Open File, Open Document, Open Project, Open Issue. The relatedness is real (initiate engagement with a thing); the work each action does differs substantially. Users disambiguate from icon and context; designers must keep the family resemblance intact or the polysemy becomes confusion.
“manager” in engineering (technical lead with light people-management) vs. “manager” in retail (full operational authority over a store) vs. “manager” in product (cross-functional coordinator). Same word, related senses, real disambiguation work in cross-team conversation.

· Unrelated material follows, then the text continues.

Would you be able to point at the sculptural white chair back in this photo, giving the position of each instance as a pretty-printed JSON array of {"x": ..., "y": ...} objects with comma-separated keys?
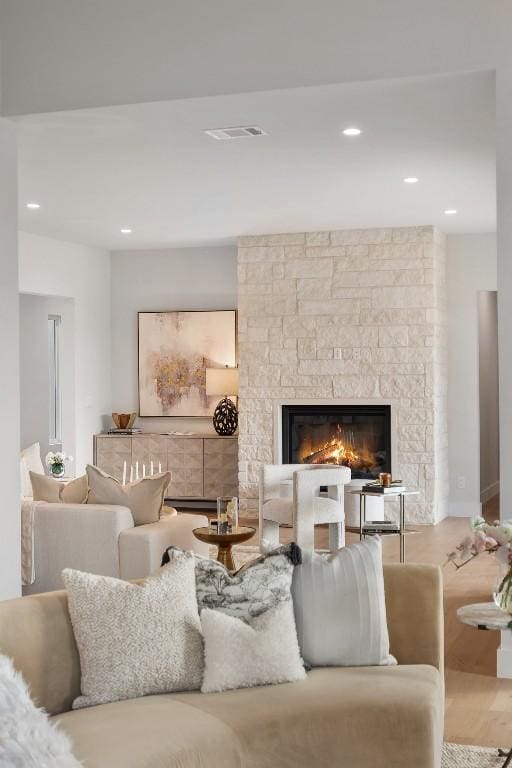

Programming language design literature on method and operator overloading (e.g., Stroustrup on C++ design rationale) — the engineered version of polysemy.
The Ravin and Leacock edited volume surveys polysemy from multiple angles simultaneously — theoretical linguistics, cognitive semantics, lexicography, and computational treatments — and is one of the standard collections cited in word-sense-disambiguation work in NLP. The contributions range over how polysemous senses are stored in the mental lexicon, how dictionaries should structure entries that branch into multiple related meanings, and what computational sense-disambiguation systems need from a representation of related-but-distinct meanings. The recurring tension across chapters is between splitter approaches (treat each sense as a distinct lexical entry) and lumper approaches (treat the senses as facets of a single unified meaning that context selects from).Inference: The splitter/lumper tension recurs anywhere polysemy is being modeled as data — in API design, ontology engineering, codebase naming, and product taxonomy. The lumper move pays in expressive compactness when readers reliably resolve the disambiguation from context; the splitter move pays in clarity when the senses have drifted enough that conflation creates real errors. The choice is a design decision, not a neutral fact, and the volume’s documentation of the tradeoff in linguistic representation maps onto the same tradeoff in software representation: lumped definitions stay coherent only as long as the senses remain genuinely related, and the cost of running out the lumped representation past that point is the same — disambiguation work silently relocated to every downstream reader.